Dall'articolo apparso su VRP's Nutritional News, Giugno 1995, di A.S. Gissen


In uno studio condotto in Florida, USA, è stato dimostrato che la L-acetilcarnitina facilita il ripristino funzionale dei nervi danneggiati, in ratti di laboratorio. Uno degli effetti che il diabete mal controllato può produrre a lungo termine, è proprio il deterioramento dei nervi periferici causato dall'alta concentrazione di sorbitolo e fruttosio, diminuendone la velocità di conduzione (NCV).
Lo studio, condotto da un gruppo di ricercatori americani nel 1995 (S. Lowitt, J.I. Malone, A.F. Salem, et al., Metabolism 1995; 44: 667-680) ha esaminato gli effetti della somministrazione per due settimane di ALC su ratti di laboratorio con diabete mellito indotto.
Alla fine del periodo di somministrazione, i topi trattati con ALC avevano una NCV significativamente maggiore del campione di confronto.
Oltre che per i benefici potenziali dell'ALC sul diabete, questo studio avrebbe suscitato un certo interesse in America in quanto l'ALC, approvato in Italia, è ignorato come farmaco in USA, al contrario di quanto sembrerebbero indicare numerose ricerche condotte su diversi disturbi in cui potrebbe essere utilizzato.

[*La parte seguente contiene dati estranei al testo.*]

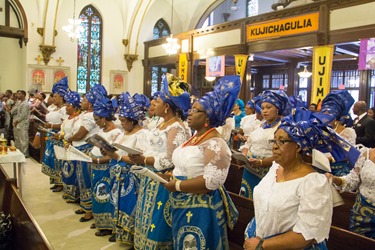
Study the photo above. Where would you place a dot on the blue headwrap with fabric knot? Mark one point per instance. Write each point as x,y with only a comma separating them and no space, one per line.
311,133
175,93
97,91
218,104
61,87
338,104
132,107
73,98
103,107
279,99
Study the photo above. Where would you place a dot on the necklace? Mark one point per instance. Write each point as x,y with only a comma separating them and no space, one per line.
162,125
194,140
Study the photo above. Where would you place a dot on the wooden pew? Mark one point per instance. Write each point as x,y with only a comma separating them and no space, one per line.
26,232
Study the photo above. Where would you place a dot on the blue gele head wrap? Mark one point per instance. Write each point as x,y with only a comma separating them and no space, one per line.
103,107
218,104
73,98
311,133
133,107
338,104
61,87
279,99
97,91
175,93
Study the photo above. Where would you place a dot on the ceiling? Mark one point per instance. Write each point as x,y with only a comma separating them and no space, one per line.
302,56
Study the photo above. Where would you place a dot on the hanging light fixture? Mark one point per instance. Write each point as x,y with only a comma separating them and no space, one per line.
74,27
305,73
171,46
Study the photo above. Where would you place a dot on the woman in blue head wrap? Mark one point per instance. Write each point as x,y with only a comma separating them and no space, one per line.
56,115
293,203
274,104
124,193
152,206
102,208
201,167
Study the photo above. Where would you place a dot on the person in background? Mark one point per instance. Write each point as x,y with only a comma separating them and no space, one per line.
371,112
364,125
21,122
201,167
275,104
153,218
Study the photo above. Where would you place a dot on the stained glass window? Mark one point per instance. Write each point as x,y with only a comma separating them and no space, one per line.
161,29
89,50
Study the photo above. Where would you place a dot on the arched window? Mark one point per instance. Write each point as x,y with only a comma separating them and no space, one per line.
89,49
252,7
161,29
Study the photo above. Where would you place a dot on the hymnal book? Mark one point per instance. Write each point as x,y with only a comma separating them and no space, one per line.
130,151
34,117
71,154
46,130
146,172
240,157
101,143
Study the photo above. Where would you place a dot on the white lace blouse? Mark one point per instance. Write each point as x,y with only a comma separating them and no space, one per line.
210,159
361,177
303,205
164,142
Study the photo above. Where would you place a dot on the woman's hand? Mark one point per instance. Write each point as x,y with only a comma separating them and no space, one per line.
252,243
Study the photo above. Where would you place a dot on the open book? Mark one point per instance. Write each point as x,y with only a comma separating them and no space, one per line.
130,151
240,157
34,117
146,172
101,143
70,154
46,130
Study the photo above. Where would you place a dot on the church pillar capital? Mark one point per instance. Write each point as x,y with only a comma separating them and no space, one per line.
130,58
47,51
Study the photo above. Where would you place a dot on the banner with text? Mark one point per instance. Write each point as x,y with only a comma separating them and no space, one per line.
240,63
182,67
321,77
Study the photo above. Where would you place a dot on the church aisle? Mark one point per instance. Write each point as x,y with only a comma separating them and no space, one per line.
56,217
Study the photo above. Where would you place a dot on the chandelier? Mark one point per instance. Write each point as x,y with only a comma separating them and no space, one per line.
304,73
171,47
74,27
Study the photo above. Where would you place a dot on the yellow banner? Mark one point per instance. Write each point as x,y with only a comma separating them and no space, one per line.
321,77
182,69
283,27
240,63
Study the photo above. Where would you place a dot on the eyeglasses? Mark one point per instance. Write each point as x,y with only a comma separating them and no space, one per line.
279,143
194,110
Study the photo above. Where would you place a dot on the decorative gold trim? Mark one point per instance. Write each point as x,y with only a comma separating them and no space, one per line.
47,51
130,58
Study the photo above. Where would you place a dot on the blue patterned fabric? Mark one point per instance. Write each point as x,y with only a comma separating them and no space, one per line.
187,216
218,104
124,196
250,232
279,99
362,217
96,92
309,133
73,98
61,87
338,104
175,93
103,107
133,107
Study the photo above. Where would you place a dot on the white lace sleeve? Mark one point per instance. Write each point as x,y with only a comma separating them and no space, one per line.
217,157
349,135
352,180
176,136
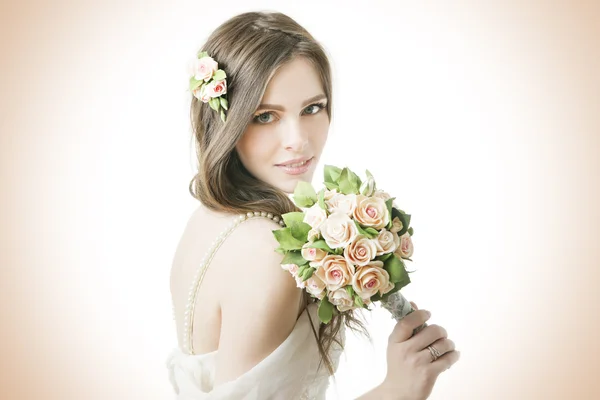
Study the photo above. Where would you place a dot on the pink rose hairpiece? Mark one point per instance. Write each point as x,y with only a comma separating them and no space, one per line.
208,83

n.d.r.: esistono altri studi condotti anche in Italia (Quatraro A. et al.: Acetyl-L-Carnitine for symptomatic diabetic neuropathy, Diabetologia, 1995, Jan 38 (1): 123) che sostengono il possibile utilizzo del farmaco per la neuropatia diabetica del piede. Non risulta però nessuna certezza provata sulla sua reale efficacia.